Je dicterai tes instructions.

Marigny était plus calme. Les
diverses pièces de son jeu commençaient à se disposer. Resté seul, il réfléchit
un moment. Puis il entra dans la chambre des secrétaires. Des stalles de chêne
sculpté couvraient les murs à mi-hauteur, ainsi que dans le chœur d’une église.
Chaque stalle était équipée d’une tablette à écrire où pendaient des poids qui
maintenaient les parchemins tendus, et de cornes fixées aux accoudoirs pour
contenir les encres. Des lutrins tournants, à quatre faces, soutenaient
registres et documents. Quinze clercs travaillaient là, en silence. Marigny au
passage parapha et scella la lettre au roi Edouard ; et il gagna la salle
suivante où les légistes qu’il avait mandés se trouvaient réunis, et d’autres
avec eux, tels Bourdenai et Briançon, venus de leur propre chef aux nouvelles.

— Messires, leur dit
Enguerrand, on ne vous a pas fait l’honneur de vous convier au conseil de ce
matin. Aussi allons-nous tenir entre nous un conseil fort étroit.

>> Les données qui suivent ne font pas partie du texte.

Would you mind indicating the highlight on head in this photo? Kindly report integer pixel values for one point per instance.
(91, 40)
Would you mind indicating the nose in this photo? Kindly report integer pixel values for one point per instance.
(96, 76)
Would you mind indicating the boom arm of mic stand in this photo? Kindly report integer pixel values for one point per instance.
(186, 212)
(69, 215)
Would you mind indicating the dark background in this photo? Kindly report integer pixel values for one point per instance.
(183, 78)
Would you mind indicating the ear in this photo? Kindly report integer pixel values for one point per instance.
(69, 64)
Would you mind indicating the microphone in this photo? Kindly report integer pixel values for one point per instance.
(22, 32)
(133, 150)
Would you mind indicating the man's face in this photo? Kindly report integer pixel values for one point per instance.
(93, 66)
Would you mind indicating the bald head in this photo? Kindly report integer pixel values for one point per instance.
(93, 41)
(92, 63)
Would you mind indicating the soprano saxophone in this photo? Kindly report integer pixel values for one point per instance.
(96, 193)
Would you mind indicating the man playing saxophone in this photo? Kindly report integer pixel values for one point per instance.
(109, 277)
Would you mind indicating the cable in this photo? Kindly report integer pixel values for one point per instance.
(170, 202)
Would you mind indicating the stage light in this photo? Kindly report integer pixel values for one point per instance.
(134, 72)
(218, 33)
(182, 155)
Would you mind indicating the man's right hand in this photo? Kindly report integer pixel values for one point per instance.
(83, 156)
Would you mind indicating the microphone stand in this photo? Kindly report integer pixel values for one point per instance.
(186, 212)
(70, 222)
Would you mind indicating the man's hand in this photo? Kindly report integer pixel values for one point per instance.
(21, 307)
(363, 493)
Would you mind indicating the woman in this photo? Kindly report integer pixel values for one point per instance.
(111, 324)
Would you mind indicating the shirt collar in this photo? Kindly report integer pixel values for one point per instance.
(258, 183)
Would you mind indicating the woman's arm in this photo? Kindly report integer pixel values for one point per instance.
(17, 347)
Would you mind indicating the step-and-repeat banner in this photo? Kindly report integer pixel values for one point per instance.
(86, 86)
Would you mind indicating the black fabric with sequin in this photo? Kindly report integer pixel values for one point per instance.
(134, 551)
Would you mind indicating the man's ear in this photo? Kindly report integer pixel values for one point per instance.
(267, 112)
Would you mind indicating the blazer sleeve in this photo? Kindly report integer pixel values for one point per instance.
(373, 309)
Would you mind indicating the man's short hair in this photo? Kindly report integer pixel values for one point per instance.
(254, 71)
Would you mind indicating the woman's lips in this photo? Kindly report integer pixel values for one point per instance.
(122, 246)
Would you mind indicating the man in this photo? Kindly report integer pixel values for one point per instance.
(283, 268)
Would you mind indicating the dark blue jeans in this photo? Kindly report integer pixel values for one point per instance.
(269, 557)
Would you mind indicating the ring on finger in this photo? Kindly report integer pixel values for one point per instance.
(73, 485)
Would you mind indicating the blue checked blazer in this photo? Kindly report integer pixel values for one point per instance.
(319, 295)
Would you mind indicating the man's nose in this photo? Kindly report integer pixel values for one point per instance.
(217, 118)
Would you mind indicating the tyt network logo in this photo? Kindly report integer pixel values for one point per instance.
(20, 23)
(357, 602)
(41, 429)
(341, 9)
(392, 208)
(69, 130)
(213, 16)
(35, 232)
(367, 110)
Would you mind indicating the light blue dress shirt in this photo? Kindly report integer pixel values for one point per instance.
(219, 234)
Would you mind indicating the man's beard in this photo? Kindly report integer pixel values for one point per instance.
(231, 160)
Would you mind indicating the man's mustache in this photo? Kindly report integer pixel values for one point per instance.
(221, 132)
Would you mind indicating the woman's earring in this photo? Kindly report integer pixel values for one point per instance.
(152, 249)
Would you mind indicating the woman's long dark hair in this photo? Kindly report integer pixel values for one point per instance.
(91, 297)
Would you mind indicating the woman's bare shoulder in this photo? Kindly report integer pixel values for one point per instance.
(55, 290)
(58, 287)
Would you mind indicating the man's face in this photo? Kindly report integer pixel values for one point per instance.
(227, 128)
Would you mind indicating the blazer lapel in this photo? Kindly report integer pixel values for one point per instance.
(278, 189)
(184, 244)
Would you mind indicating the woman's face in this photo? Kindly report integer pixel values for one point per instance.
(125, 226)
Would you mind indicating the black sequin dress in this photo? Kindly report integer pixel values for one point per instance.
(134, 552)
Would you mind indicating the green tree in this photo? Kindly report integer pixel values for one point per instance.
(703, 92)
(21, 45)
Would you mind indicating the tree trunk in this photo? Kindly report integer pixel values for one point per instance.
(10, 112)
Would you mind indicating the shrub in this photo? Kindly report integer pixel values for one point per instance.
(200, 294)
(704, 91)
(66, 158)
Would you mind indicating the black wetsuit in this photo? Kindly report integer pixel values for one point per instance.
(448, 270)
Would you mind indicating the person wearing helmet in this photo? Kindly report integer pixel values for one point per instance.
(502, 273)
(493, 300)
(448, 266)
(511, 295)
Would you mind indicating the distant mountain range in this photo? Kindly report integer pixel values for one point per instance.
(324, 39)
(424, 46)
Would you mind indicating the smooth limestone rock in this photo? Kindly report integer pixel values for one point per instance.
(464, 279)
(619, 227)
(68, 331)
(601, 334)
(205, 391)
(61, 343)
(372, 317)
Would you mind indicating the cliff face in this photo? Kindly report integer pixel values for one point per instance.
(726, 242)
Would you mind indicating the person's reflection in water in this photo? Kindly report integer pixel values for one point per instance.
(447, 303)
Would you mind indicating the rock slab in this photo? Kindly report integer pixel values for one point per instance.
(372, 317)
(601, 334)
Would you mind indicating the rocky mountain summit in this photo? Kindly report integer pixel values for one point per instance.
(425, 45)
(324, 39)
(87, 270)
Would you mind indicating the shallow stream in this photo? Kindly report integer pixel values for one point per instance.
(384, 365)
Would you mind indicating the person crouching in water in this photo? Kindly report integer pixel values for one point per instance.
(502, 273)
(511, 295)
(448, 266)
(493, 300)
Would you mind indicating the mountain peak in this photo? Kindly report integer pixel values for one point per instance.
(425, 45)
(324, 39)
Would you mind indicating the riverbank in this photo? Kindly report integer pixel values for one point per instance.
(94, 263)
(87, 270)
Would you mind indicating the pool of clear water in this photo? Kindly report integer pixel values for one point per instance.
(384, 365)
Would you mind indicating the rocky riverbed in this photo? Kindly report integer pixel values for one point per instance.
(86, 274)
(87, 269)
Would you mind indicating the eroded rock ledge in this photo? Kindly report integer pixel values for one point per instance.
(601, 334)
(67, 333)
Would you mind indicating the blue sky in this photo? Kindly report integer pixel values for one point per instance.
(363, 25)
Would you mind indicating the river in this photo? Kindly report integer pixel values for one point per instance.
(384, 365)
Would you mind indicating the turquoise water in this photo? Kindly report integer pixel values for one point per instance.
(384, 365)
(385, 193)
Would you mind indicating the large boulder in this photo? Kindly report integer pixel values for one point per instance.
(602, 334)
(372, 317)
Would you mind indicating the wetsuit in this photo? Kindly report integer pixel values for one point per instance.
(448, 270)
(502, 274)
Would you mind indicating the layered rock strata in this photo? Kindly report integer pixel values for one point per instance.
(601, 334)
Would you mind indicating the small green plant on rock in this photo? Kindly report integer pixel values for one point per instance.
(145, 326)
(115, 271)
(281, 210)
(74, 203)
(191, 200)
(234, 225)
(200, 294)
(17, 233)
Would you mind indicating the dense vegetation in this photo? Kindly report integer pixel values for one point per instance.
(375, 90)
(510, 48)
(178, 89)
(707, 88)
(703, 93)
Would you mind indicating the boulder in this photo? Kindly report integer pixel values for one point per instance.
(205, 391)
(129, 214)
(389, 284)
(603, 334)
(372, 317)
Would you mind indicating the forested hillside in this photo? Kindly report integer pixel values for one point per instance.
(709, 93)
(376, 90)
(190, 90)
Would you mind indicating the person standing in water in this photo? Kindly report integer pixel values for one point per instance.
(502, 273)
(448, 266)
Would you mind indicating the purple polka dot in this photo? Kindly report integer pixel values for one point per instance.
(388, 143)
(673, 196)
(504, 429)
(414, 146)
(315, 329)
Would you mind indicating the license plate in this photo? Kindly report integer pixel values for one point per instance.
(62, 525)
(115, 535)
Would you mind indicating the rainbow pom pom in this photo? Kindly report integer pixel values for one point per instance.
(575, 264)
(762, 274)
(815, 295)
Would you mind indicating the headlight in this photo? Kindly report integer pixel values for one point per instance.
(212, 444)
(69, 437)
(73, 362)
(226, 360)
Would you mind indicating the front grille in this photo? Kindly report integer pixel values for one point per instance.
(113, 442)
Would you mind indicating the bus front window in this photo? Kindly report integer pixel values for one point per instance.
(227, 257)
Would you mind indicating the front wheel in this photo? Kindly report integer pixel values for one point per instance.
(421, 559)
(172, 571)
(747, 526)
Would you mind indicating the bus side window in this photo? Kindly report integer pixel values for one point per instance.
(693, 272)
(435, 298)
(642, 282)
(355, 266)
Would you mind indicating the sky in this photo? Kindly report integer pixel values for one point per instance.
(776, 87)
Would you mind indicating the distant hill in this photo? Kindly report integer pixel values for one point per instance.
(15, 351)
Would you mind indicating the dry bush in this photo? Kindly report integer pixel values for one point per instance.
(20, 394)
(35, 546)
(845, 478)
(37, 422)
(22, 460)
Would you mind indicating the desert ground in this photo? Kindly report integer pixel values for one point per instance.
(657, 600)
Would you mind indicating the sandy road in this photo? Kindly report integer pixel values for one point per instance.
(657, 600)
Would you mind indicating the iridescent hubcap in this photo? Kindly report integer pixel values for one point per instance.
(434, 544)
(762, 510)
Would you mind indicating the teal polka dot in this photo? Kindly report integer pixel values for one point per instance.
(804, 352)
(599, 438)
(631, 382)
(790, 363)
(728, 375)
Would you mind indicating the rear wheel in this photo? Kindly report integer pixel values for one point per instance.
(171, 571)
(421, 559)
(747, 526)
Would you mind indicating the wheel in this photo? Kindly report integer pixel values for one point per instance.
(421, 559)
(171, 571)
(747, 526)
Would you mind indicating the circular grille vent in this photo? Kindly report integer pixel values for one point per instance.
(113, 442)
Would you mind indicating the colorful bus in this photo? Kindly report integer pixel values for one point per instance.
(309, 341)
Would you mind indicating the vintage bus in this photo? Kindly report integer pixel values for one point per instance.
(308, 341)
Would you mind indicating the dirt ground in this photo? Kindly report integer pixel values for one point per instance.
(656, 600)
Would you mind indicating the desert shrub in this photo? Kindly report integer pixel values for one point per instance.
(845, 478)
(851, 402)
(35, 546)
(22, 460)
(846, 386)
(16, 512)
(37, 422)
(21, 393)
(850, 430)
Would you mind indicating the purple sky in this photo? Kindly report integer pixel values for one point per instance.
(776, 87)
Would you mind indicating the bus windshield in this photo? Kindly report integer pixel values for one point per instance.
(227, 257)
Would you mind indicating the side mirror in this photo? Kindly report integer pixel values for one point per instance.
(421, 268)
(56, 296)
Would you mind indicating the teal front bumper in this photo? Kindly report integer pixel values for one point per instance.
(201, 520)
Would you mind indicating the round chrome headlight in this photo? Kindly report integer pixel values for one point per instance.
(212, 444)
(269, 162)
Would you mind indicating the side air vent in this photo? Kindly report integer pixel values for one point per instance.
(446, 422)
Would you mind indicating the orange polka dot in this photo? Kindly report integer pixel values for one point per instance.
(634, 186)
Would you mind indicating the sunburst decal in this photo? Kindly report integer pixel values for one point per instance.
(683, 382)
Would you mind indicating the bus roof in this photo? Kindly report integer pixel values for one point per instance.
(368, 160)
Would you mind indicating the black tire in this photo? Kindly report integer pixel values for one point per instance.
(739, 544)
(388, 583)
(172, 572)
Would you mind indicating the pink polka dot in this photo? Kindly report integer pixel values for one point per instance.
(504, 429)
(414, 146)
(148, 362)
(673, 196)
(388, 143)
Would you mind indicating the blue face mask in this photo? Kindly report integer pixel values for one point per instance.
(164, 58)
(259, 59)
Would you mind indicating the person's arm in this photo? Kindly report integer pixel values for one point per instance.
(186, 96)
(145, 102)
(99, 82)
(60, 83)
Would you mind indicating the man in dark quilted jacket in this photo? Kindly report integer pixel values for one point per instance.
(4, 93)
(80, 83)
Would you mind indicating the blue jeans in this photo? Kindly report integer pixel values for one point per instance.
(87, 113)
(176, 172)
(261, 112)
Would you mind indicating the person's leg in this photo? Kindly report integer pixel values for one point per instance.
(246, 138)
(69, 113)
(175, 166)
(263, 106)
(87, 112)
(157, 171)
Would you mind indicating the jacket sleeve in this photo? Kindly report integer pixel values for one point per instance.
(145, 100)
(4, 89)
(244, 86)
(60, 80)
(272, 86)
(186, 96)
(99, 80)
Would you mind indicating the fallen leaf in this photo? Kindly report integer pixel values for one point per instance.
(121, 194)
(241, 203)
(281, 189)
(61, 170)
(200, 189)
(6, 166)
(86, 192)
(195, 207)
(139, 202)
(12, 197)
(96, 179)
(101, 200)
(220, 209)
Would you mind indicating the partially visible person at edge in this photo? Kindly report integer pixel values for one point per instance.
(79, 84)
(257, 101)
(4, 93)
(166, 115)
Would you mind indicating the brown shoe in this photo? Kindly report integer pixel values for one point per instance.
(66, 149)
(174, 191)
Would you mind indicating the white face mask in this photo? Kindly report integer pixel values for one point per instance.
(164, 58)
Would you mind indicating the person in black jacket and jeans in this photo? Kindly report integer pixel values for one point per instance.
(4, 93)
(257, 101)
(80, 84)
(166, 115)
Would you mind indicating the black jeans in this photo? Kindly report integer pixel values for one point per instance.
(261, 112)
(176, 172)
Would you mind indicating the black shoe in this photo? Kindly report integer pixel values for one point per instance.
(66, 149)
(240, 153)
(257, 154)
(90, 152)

— Il n’y manquera que notre
Sire le roi Philippe, dit Raoul de Presles avec un sourire triste.

— Prions pour que son âme nous
assiste, dit Geoffroy de Briançon.

Et Nicole Le Loquetier ajouta :

— Lui ne doutait pas de nous.

— Siégeons, messires, dit
Marigny.

Et quand chacun fut assis :

— Il me faut d’abord vous
apprendre que la gestion du Trésor vient de m’être ôtée, et que le roi va
commettre à viser les comptes. L’offense vous atteint en même temps que moi.
Gardez-vous, messires, de vous indigner ; nous avons mieux à nous
employer. Car je désire présenter des comptes bien nets. Pour ce faire…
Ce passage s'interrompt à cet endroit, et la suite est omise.